Évolution historique générale

La mécanisation de plus en plus poussée des activités humaines est une tendance générale longuement analysée par les socio-économistes. La mécanisation agricole n’est qu’un cas particulier.

Dans son sens le plus général, la mécanisation correspond à l’utilisation par l’homme d’un « objet » qu’il a inventé et fabriqué pour faciliter une ou plusieurs de ses actions bien définies et généralement répétitives. Les outils, les instruments, les machines animées par des moteurs de toutes natures, les automatismes sont englobés dans cette définition très large. Chacune de ces étapes jalonne en général l’évolution d’une technique, mais chaque jalon, s’il existe, poursuit sa carrière alors que les suivants sont déjà largement diffusés. L’agriculture, qui est l’une des plus anciennes activités humaines, n’échappe pas à cette règle. Il est aisé de définir des « générations » successives dans le domaine des productions végétales et animales destinées à l’alimentation ou à l’habillement des hommes.

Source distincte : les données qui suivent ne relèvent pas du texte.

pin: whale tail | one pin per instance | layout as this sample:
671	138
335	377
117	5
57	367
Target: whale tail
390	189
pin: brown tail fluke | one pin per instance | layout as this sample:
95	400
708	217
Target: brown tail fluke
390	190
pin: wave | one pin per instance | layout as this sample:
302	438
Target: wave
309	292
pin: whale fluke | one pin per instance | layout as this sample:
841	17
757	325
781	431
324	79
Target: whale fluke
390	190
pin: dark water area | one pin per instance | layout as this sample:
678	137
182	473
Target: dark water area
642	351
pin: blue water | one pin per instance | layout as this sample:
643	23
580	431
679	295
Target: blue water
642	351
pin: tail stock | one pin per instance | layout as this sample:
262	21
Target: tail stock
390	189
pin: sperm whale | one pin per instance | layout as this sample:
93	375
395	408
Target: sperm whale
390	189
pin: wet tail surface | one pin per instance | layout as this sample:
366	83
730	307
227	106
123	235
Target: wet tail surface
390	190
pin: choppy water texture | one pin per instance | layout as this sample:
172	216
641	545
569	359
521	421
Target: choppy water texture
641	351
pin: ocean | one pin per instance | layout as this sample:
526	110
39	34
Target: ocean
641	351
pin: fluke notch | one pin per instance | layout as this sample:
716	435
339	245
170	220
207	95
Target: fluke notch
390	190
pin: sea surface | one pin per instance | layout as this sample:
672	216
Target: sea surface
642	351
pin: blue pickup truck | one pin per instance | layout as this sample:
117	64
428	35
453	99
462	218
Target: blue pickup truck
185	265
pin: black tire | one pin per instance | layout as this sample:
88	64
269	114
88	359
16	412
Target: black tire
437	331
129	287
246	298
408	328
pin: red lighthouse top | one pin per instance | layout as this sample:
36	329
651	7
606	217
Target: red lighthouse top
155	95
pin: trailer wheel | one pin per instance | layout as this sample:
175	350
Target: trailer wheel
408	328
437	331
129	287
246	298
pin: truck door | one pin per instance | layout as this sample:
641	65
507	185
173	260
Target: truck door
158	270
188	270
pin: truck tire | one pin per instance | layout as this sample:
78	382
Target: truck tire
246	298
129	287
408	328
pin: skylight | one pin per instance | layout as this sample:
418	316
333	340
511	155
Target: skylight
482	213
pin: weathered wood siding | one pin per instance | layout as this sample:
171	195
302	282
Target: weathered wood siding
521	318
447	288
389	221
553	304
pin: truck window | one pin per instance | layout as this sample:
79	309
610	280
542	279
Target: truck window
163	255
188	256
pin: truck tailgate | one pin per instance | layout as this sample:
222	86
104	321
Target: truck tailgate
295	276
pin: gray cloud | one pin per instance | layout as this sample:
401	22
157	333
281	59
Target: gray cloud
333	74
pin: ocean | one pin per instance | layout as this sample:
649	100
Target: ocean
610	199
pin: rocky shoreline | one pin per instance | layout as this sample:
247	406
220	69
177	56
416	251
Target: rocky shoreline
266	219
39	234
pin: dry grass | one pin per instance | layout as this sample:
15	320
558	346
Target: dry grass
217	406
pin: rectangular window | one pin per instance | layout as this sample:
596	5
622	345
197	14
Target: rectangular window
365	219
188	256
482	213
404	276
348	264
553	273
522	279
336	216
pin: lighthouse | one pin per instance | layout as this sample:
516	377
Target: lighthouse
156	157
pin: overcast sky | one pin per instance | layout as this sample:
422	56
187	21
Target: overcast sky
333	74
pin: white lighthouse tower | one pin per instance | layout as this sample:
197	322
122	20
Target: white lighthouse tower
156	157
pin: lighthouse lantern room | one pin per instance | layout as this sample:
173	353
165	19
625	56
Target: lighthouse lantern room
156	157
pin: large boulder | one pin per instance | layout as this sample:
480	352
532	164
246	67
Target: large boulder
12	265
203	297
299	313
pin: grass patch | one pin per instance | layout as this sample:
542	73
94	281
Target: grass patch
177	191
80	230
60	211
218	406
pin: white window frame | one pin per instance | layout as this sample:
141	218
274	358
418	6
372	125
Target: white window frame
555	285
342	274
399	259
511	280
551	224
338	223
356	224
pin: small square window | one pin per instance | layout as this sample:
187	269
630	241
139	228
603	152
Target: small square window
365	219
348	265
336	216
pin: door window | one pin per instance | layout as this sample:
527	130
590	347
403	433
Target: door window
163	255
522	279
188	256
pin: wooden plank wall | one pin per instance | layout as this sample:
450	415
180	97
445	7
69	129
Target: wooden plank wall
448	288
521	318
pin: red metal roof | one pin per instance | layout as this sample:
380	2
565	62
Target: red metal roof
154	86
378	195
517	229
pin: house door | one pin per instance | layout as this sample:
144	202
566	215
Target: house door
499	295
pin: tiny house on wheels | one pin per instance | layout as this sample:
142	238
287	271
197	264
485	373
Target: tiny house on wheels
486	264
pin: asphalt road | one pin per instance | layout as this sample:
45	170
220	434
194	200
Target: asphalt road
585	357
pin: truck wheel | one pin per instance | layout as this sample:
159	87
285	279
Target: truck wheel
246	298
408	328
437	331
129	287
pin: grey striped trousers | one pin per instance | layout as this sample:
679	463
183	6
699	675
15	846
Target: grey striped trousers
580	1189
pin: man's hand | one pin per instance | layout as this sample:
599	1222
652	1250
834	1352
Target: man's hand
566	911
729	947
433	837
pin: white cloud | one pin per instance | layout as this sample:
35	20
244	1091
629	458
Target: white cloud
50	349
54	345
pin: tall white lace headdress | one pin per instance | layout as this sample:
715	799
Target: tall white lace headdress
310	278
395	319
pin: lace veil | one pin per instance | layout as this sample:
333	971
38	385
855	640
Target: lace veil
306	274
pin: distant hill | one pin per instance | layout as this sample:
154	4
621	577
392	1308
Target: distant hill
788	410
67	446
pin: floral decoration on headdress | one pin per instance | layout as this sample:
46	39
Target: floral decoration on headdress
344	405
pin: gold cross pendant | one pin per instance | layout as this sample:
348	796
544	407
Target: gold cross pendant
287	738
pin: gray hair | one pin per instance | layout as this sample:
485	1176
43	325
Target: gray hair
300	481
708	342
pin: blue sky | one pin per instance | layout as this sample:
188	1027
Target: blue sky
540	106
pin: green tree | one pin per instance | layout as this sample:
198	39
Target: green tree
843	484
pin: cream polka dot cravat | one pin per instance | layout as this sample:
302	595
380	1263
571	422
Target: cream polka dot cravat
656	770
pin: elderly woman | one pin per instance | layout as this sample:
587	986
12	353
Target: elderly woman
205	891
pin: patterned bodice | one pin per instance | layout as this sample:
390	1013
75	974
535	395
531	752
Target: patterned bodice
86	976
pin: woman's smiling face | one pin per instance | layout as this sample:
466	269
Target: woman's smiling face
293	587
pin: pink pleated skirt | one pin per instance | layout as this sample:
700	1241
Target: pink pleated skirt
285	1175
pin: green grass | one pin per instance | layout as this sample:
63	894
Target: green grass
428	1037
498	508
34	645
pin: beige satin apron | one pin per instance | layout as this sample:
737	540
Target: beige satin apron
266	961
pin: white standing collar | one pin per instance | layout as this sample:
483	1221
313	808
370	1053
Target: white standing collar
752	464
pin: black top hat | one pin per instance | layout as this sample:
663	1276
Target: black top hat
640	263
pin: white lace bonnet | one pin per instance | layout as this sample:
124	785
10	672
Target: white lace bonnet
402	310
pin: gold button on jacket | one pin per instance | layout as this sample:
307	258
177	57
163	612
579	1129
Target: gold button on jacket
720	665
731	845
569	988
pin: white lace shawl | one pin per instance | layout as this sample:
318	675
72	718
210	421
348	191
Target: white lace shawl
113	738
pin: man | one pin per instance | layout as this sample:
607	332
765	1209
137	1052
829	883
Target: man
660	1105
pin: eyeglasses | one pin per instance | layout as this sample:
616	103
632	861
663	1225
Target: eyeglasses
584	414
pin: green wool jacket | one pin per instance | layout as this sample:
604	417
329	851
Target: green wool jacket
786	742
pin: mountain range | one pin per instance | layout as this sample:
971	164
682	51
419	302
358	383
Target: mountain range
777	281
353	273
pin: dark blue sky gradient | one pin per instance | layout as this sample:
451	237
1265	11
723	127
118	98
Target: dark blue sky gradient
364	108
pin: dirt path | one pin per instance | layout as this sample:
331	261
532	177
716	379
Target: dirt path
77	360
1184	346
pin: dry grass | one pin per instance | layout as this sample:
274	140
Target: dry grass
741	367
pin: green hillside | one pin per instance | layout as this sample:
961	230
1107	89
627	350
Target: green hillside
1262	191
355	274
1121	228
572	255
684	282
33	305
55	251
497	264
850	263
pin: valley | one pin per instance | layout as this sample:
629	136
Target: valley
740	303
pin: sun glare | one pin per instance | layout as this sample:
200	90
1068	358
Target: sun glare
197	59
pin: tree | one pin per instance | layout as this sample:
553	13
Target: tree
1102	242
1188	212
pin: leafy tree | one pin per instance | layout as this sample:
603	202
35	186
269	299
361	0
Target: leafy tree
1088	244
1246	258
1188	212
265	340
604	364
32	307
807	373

L’outil simple domine toute la préhistoire et déborde largement sur toute la période historique : le pic, la faucille, la faux, la meule, le tamis, le fléau, etc., ont été longtemps les seuls auxiliaires de la force musculaire. Tant que la main-d’œuvre était presque gratuite et qu’une partie de l’humanité tenait l’autre en esclavage, pourquoi inventer des machines ?

L’instrument est déjà plus élaboré. Il peut faire appel à des sources d’énergie plus puissantes que l’homme. Il est apparu très tôt dans la période historique. Il est souvent lié à l’utilisation de la roue. Mais ce n’est guère qu’un outil de grande dimension. Citons comme exemples d’instruments agricoles : le chariot, la herse, l’araire, le traîneau de dépiquage des céréales, la moissonneuse gauloise (cette dernière machine, essentiellement constituée par un chariot muni d’un peigne qui arrachait les épis, est un exemple caractéristique d’une invention apparue trop tôt, avant qu’il y ait un besoin réel ; il fallut attendre le xixe s. pour voir l’idée reprise et réalisée concrètement).

Le mécanisme est plus complexe. Il fait appel à toutes les sortes d’énergie existantes à l’époque. Il effectue une série d’opérations élémentaires répétitives imitant ou non la main de l’homme aidée de son outil. Il se développe de façon notable à partir du xixe s. en agriculture. Il caractérise le début véritable de la mécanisation. Dans cette catégorie, on peut ranger, en précurseurs, les moulins (moulins à eau, connus des Romains, mais utilisés en France à partir du vie s. seulement ; moulins à vent, connus au xie s. en Europe), les semoirs mécaniques (iiie s. en Chine. xve s. en Europe), les machines à battre (xviiie s.), les machines à moissonner (premiers modèles v. 1800).

À partir du début du xixe s., l’évolution est si rapide qu’un livre ne suffirait pas pour décrire toutes les machines agricoles imaginées ; les principales d’entre elles sont présentées au musée des Techniques du Conservatoire national des arts et métiers, à Paris. Cette différence de vitesse d’évolution technique correspond encore à une évolution sociale : la disparition partielle de l’exploitation abusive du travail manuel de certains, à la suite de la Révolution.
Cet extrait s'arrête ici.